There’s a world of a difference between ‘trusting’ someone and ‘trusting in’ someone. Let me attempt to explain. When you ‘trust’ someone, it means that you put a measure of confidence in that person that they could do, or not do something. Better said, it is a belief that you can rely on someone in a circumstance of some sort. Say, I trust you with my money, it means that I (have some measure of confidence and) can rely on you to not steal from my wallet, or from where I stashed my cash when I give you my keys and travel for the weekend. However, to ‘trust in’ someone or something, is to place the sum-total (or at the very least, a portion) of my being in your hands believing that you have the power to make happen all that I expect from life as a whole and myself as an individual; it’s believing that my capacity to perform is dependent on you. Perhaps a more accurate word would be ‘entrust’. So, a lot of the times, when we say we trust someone, what we’re actually saying is that we entrust ourselves in their care, which often makes us to misjudge their actions to be a deliberate attempt to hurt us (even though some might) and not realising that it’s actually a sign of their weaknesses.

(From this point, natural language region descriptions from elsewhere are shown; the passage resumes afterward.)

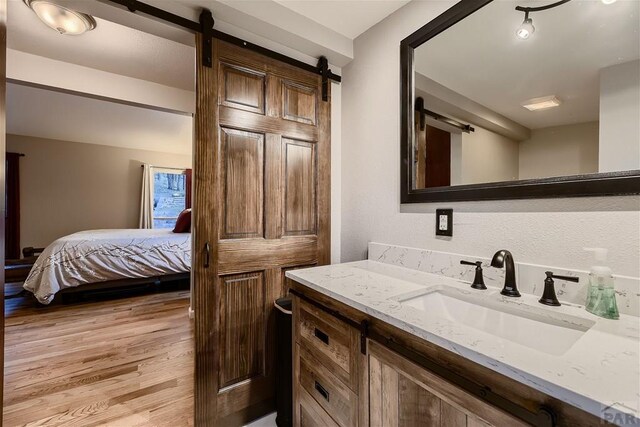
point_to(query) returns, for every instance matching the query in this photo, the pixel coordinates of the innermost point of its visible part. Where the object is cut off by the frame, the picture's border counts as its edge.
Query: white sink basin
(534, 328)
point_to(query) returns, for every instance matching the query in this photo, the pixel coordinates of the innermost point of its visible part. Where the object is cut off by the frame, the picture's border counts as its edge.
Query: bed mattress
(103, 255)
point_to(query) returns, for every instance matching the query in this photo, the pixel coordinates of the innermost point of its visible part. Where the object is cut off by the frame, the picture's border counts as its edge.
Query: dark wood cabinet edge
(439, 360)
(590, 185)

The dilemma is that we often do not know whom to apportion which, for one is an exclusive reserve of God. They are fundamentally different, but essentially the same: in that they both require your belief (understanding) and hope (expectations). We trust men, and place our trust in God. That does not mean that we don’t trust God; we trust God and place out trust in Him. With men, we simply just trust them (the ones we know of course), period! That’s why the Psalmist mentions that some ‘trust in’ their shields, horses and chariots, but we TRUST IN the name of the Lord (see Psalm 20:7). I trust (have some measure of confidence) that my shield would be able to block an attack from a sword, but I do not place my trust in the shield to save me from battle, only God can do that! So, if it happens that I lose a battle, I don’t blame the shield, I ask God why (and this is an entirely different subject altogether which could host a variety of reasons ranging from, Him teaching me a lesson, me not preparing/praying enough, it wasn’t time to engage in the battle, disobedience of the instruction of not even fighting at all, to even lack of sensitivity to God’s leading).

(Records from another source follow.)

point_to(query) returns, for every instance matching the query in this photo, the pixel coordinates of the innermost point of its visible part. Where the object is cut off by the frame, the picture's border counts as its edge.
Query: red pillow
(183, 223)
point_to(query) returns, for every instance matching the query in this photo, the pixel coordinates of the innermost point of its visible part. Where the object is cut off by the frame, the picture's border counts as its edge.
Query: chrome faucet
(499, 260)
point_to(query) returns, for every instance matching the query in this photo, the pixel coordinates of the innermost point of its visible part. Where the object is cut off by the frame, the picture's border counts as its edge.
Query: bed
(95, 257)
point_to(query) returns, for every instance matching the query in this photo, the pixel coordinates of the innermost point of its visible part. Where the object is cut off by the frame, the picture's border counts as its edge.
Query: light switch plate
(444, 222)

When Jesus admonishes that we should turn the other cheek when slapped (see Matthew 5:39) you could take from it that, we should (in spite of men’s — which includes us — shortcomings) still give people the opportunity to be relied on; we should accord them another chance. Meaning that, if my girlfriend were to, say, cheat on me, (after feeling the pain of being ‘slapped’) I should still give her another chance to be relied on. I should still hold some confidence and belief that she would stay committed/faithful to the relationship. However, I do not place the capacity of making the relationship work in her hands, that’s an exclusive reserve of God. I only trust that she would allow God to work on her (and me too). After all, we only over come evil with good, not by excommunication (see Romans 12:21).